We talk a lot about standards and commoditization and how both can enable utility-style computing as well as the integration necessary at the infrastructure layers to improve the overall responsiveness of IT. But we don’t talk a lot about what that means in terms of monitoring and management of resource “health” – performance, capacity and availability.
The ability of any load-balancing service depends upon the ability to determine the status of an application. In an operationally mature architecture that includes the status of all components related to the delivery of that application, including other application services such as middle-ware and databases and external application services. When IT has control over all components, then traditional agent-based approaches work well to provide that information. When IT does not have control over all components, as is increasingly the case, then it cannot collect that data nor access it in real-time. If the infrastructure components upon which successful application delivery relies cannot “see” how any given resource is performing let alone whether it’s available or not, there is a failure to communicate that ultimately leads to poor decision making on the part of the infrastructure.

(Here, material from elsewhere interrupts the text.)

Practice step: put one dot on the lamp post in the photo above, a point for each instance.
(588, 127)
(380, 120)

We know that in a highly virtualized or cloud-computing model of application deployment that it’s important to monitor the health of the resource, not the “server”, because the “server” has become little more than a container, a platform upon which a resource is deployed and made available. With the possibility of a resource “moving” it is even more imperative that operations monitor resources. Consider how IT organizations that may desire to leverage more PaaS (Platform as a Service) to drive application development efforts forward faster. Monitoring and management of those resources must occur at the resource layer; IT has no control or visibility into the underlying platforms – which is kind of the point in the first place.
The feedback from the resource must come from somewhere. Whether that’s an agent (doesn’t play well with a PaaS model) or some other mechanism (which is where we’re headed in this discussion) is not as important as getting there in the first place. If we’re going to architect highly responsive and dynamic data centers, we must share all the relevant information in a way that enables decision-making components (strategic points of control) to make the right decisions. To do that resources, specifically applications and application-related resources, must provide feedback.
This is a job for devops if ever there was one. Not the ops who apply development principles like Agile to their operational tasks, but developers who integrate operational requirements and needs into the resources they design, develop and ultimately deploy. We already see efforts to standardize APIs designed to promote security awareness and information through efforts like CloudAudit. We see efforts to standardize and commoditize APIs that drive operational concerns like provisioning with OpenStack. But what we don’t see is an effort to standardize and commoditize even the simplest of health monitoring methods. No simple API, no suggestion of what data might be common across all layers of the application architecture that could provide the basic information necessary for infrastructure services to take actions appropriately.
The feedback regarding the operational status of an application resource is critical in ensuring that infrastructure is able to make the right decisions at the right time regarding each and every request. It’s about promoting dynamic equilibrium in the architecture; an equilibrium that leads to efficient resource utilization across the data center while simultaneously providing for the best possible performance and availability of services.
It is critical that developers not only understand but take action regarding the operational needs of the service delivery chain. It is critical because in many situations the developer will be the only ones with the means to enable the collection of the very data upon which the successful delivery of services relies. While infrastructure and specifically application delivery services are capable of collaborating with applications to retrieve health-related data and subsequently parse the information into actionable data, the key is that the data be available in the first place. That means querying the application service – whether application or middle-ware and beyond – directly for the data needed to make the right decisions. This type of data is not standard, it’s not out of the box, and it’s not built into the platforms upon which developers build and deploy applications. It must be enabled, and that means code.
That means developers must provide the implementation of the means by which the data is collected; ultimately one hopes this results in a standardized health-monitoring collection API jointly specified by ops and dev. Together.